= John Falconer (Jesuit) =

English Jesuit

John Falconer or Falkner (1577–1656), was an English Jesuit.

==Early life==
Falconer was the son of Henry Falconer by Martha Pike, his wife, was born at Lytton, Dorsetshire, on 25 March 1577. His mother belonged to a respectable Cheshire family, and his maternal uncle was Sir Richard Morton. His parents were Catholics, and both died while he was an infant. He was brought up by his uncle, John Brook, a merchant, until he was eleven years old, when he was sent to Sherborne School. Dorsetshire, for five years.

His brother then sent him to Oxford, where he studied for nearly a year in St.
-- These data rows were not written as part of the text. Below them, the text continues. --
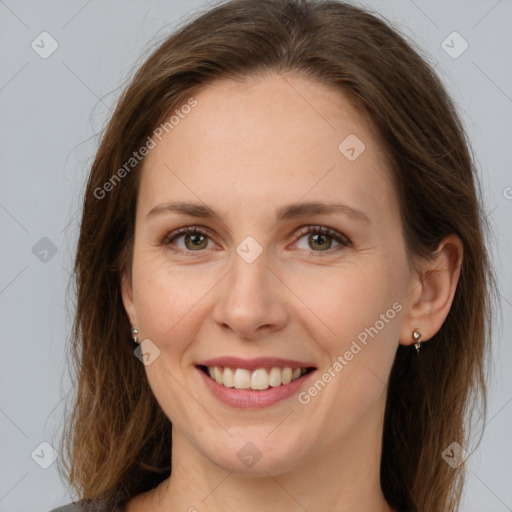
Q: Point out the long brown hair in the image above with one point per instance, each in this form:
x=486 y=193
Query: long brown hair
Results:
x=117 y=440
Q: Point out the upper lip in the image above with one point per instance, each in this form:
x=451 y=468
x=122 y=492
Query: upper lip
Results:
x=254 y=364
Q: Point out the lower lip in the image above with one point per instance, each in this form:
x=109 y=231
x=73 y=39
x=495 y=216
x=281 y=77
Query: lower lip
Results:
x=250 y=399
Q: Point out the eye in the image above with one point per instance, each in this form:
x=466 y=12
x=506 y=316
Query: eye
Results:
x=194 y=239
x=321 y=238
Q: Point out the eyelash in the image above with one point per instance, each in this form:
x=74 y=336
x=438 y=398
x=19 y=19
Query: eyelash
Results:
x=321 y=230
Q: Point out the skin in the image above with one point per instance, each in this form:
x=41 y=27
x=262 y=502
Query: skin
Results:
x=245 y=151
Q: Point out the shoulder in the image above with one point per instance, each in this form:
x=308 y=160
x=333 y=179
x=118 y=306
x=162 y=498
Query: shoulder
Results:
x=70 y=507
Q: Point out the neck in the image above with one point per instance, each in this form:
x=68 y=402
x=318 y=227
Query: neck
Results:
x=341 y=477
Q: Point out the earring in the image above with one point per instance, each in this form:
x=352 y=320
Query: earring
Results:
x=416 y=336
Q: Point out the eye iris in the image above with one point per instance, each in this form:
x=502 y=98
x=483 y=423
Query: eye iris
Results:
x=318 y=238
x=196 y=238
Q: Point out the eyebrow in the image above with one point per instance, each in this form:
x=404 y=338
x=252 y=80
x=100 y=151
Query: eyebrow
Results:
x=286 y=212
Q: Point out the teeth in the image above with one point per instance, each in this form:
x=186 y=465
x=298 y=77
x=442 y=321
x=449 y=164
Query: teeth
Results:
x=260 y=379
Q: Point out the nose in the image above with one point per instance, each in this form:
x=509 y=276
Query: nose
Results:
x=251 y=301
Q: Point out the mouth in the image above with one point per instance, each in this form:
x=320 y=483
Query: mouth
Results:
x=258 y=379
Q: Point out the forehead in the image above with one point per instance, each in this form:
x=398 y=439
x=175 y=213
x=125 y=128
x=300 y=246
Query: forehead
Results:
x=267 y=141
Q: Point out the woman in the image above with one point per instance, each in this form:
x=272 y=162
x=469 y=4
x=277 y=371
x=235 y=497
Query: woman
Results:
x=284 y=217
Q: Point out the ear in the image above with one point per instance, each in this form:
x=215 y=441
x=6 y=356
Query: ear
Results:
x=433 y=290
x=127 y=295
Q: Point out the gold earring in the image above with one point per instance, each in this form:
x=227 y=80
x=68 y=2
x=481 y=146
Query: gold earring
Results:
x=416 y=336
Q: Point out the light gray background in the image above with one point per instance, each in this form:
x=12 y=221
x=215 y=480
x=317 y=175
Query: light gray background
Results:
x=51 y=112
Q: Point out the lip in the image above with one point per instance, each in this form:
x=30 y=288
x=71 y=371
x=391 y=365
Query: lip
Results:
x=254 y=364
x=249 y=399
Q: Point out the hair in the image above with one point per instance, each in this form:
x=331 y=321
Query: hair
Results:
x=117 y=440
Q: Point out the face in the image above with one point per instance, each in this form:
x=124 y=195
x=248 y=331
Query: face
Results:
x=260 y=278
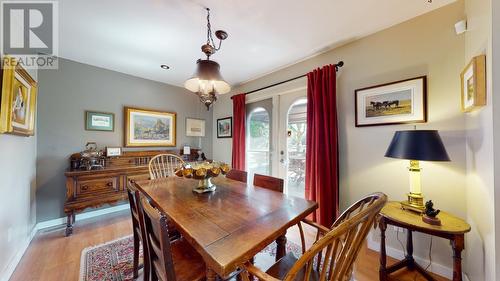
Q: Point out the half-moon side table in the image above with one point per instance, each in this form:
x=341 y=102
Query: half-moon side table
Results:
x=451 y=228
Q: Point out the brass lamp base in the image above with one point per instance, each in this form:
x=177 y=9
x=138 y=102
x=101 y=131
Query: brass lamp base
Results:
x=415 y=203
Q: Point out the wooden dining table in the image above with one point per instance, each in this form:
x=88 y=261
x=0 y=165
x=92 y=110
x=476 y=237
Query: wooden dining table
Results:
x=231 y=225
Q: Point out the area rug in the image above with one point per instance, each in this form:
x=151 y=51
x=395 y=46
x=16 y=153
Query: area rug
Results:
x=113 y=261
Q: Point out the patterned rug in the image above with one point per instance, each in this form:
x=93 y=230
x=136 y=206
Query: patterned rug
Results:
x=113 y=261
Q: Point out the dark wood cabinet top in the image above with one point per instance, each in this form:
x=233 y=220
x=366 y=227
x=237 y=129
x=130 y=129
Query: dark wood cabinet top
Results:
x=232 y=224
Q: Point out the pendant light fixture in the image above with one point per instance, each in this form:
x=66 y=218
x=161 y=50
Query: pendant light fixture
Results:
x=207 y=81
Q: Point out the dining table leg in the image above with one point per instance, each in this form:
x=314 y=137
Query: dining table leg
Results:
x=281 y=246
x=211 y=275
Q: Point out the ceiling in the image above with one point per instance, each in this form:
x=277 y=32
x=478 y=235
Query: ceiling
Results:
x=137 y=36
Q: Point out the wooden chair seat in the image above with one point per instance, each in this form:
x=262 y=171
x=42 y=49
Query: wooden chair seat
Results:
x=237 y=175
x=281 y=268
x=332 y=255
x=188 y=264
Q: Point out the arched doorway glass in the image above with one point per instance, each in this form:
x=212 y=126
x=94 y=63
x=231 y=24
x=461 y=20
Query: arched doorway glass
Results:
x=258 y=143
x=296 y=147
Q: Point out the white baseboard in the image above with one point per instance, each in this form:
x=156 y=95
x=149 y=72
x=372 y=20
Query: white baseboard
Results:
x=83 y=216
x=53 y=223
x=398 y=254
x=17 y=258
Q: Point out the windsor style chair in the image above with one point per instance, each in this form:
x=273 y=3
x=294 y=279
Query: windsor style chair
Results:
x=332 y=255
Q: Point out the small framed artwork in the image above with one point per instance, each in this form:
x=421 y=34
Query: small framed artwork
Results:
x=113 y=151
x=225 y=127
x=195 y=127
x=399 y=102
x=18 y=99
x=144 y=128
x=474 y=84
x=99 y=121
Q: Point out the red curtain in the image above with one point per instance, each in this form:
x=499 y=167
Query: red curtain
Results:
x=322 y=147
x=239 y=117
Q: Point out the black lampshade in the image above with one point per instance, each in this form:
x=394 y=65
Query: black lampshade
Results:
x=423 y=145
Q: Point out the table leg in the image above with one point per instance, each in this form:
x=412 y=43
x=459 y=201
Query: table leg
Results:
x=211 y=275
x=458 y=245
x=383 y=255
x=69 y=223
x=281 y=246
x=409 y=250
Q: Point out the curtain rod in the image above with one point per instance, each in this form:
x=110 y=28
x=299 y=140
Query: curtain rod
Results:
x=337 y=66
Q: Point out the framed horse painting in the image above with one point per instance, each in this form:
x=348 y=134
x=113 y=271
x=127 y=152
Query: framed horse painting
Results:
x=400 y=102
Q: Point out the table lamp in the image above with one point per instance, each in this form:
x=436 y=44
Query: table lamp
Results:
x=416 y=145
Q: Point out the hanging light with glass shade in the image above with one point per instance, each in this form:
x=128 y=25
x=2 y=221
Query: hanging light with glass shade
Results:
x=207 y=81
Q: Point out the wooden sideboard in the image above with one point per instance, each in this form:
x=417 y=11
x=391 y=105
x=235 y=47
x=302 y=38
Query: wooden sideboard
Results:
x=107 y=186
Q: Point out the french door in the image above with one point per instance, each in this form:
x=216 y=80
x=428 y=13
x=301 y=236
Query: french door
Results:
x=276 y=138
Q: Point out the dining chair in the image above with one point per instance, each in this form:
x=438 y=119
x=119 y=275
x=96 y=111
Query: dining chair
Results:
x=237 y=175
x=332 y=255
x=268 y=182
x=170 y=260
x=164 y=165
x=138 y=233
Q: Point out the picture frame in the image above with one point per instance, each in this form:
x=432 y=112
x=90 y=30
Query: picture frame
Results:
x=18 y=99
x=473 y=84
x=148 y=128
x=113 y=151
x=195 y=127
x=400 y=102
x=225 y=127
x=99 y=121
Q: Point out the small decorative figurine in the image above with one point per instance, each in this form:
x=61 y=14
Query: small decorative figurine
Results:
x=430 y=214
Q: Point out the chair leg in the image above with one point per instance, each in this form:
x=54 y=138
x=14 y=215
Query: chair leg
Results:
x=136 y=255
x=147 y=265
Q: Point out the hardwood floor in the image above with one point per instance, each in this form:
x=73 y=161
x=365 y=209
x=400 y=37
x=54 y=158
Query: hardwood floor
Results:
x=53 y=257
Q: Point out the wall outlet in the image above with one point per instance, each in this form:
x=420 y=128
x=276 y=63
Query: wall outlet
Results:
x=10 y=234
x=399 y=229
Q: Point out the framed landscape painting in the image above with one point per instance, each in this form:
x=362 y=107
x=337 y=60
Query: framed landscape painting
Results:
x=225 y=128
x=474 y=84
x=99 y=121
x=195 y=127
x=400 y=102
x=18 y=99
x=145 y=128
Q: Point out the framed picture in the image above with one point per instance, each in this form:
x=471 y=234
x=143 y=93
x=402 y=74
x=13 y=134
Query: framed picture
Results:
x=99 y=121
x=225 y=127
x=145 y=128
x=113 y=151
x=195 y=127
x=474 y=84
x=18 y=99
x=400 y=102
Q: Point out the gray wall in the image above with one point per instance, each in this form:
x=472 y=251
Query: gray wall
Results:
x=426 y=45
x=17 y=203
x=66 y=93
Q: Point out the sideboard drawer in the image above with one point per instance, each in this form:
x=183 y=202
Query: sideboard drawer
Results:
x=93 y=186
x=137 y=177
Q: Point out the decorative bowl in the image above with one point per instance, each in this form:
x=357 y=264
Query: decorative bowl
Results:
x=203 y=172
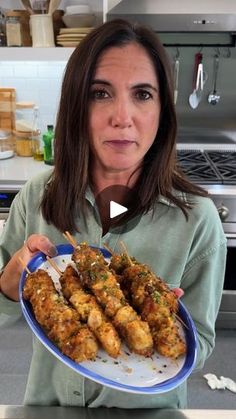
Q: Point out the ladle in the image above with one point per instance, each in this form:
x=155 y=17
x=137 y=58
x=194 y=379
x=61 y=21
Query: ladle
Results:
x=195 y=96
x=214 y=97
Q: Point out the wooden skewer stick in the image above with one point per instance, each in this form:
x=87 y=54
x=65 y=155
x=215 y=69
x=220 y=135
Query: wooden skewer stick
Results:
x=126 y=252
x=54 y=265
x=181 y=321
x=70 y=239
x=108 y=248
x=24 y=265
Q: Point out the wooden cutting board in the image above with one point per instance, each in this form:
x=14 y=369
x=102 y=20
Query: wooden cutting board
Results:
x=7 y=108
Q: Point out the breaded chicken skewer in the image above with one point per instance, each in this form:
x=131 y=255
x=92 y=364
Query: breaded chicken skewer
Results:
x=155 y=301
x=90 y=312
x=60 y=322
x=96 y=276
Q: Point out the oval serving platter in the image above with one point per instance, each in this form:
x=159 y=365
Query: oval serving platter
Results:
x=129 y=372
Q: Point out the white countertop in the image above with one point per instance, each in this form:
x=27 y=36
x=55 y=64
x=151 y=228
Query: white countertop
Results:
x=39 y=412
x=17 y=170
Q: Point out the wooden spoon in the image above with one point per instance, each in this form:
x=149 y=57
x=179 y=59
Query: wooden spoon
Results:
x=27 y=6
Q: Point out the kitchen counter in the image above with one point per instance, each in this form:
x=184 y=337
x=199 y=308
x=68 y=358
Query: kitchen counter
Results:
x=38 y=412
x=17 y=170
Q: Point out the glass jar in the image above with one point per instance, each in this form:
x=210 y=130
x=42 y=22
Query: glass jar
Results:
x=24 y=118
x=23 y=143
x=6 y=146
x=3 y=38
x=48 y=139
x=13 y=31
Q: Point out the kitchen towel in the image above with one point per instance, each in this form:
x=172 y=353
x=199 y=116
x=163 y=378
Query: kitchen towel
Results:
x=221 y=383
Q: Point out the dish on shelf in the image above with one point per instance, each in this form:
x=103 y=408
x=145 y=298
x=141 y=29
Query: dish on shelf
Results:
x=78 y=20
x=129 y=372
x=76 y=30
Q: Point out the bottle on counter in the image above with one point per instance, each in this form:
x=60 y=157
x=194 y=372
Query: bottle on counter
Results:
x=24 y=120
x=23 y=143
x=13 y=31
x=37 y=143
x=48 y=138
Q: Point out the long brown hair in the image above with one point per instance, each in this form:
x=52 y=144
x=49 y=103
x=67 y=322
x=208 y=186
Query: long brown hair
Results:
x=65 y=194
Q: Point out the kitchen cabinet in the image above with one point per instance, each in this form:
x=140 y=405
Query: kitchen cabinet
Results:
x=100 y=9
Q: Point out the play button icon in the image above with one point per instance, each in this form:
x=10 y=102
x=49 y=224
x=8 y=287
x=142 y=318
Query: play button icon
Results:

Mary's Hall, and for another year in Gloucester Hall. Subsequently, he joined the expedition of the Earl of Essex to Spain, and 'after being tossed about by many storms' he returned to London, where he spent two years and a half in the service of Lord Henry Windsor. In 1598 he was reconciled to the Catholic Church. Going to Rome he was admitted into the English College on 19 May 1600, under the assumed name of Dingley.

==Career==

He was ordained priest 20 December 1603, entered the Society of Jesus 18 November 1604, and three years later was sent upon the English mission. His name occurs in a list of twelve Jesuits banished in 1618. He was professed of the four vows 22 July 1619. In 1621 he had returned from exile, and was exercising his spiritual functions in London. After serving as a missioner in the Oxford district, he was appointed socius to the master of novices at Watten in 1633, and subsequently confessor at Liège and Ghent. At one period he was penitentiary at St. Peter's, Rome. He was chaplain at Wardour Castle during its siege by Sir Edward Hungerford in 1643, took an active part in its gallant defence by Lady Blanche Arundel, and was employed in treating with the enemy for terms of honourable capitulation. He died on 7 July 1656.

==Works==
His works are: 1. 'The Refutation of the Errors of John Thrusk,’ St. Omer, 1618, 4to, under the initials B. D. 2. 'Life of the Blessed Virgin Mary,’ St. Omer, 1632, 12mo, also under the initials B. D. 3. 'The Looking-glass of Conscience,’ St. Omer, 1632, 18mo, a translation under the initials I. F. 4. An English translation of ‘Fasciculus Myrrhæ de Passione Domini,’ St. Omer, 1632, under the initials I. F. 5. 'The admirable Life of St. Wenefride’ (St. Omer), 1635, 12mo, translated, under the initials I. F., from the Latin of Robert, prior of Shrewsbury. A reprint, for the use of pilgrims to the holy spring, appeared in 1712, 12mo, sine loco, under the title of 'The Life and Miracles of St. Wenefride, Virgin, Martyr, and Abbess, Patroness of Wales.' It is said in the preface to this edition that the translation was really made by John Flood, alias Alford, alias Griffith (cf. Oliver, Jesuit Collections, p. 43). 6. 'Life of St. Catharine of Sweden,’ St. Omer, 1635, 18mo, a translation under the initials I. F. 7. 'Life of St. Anne,’ manuscript.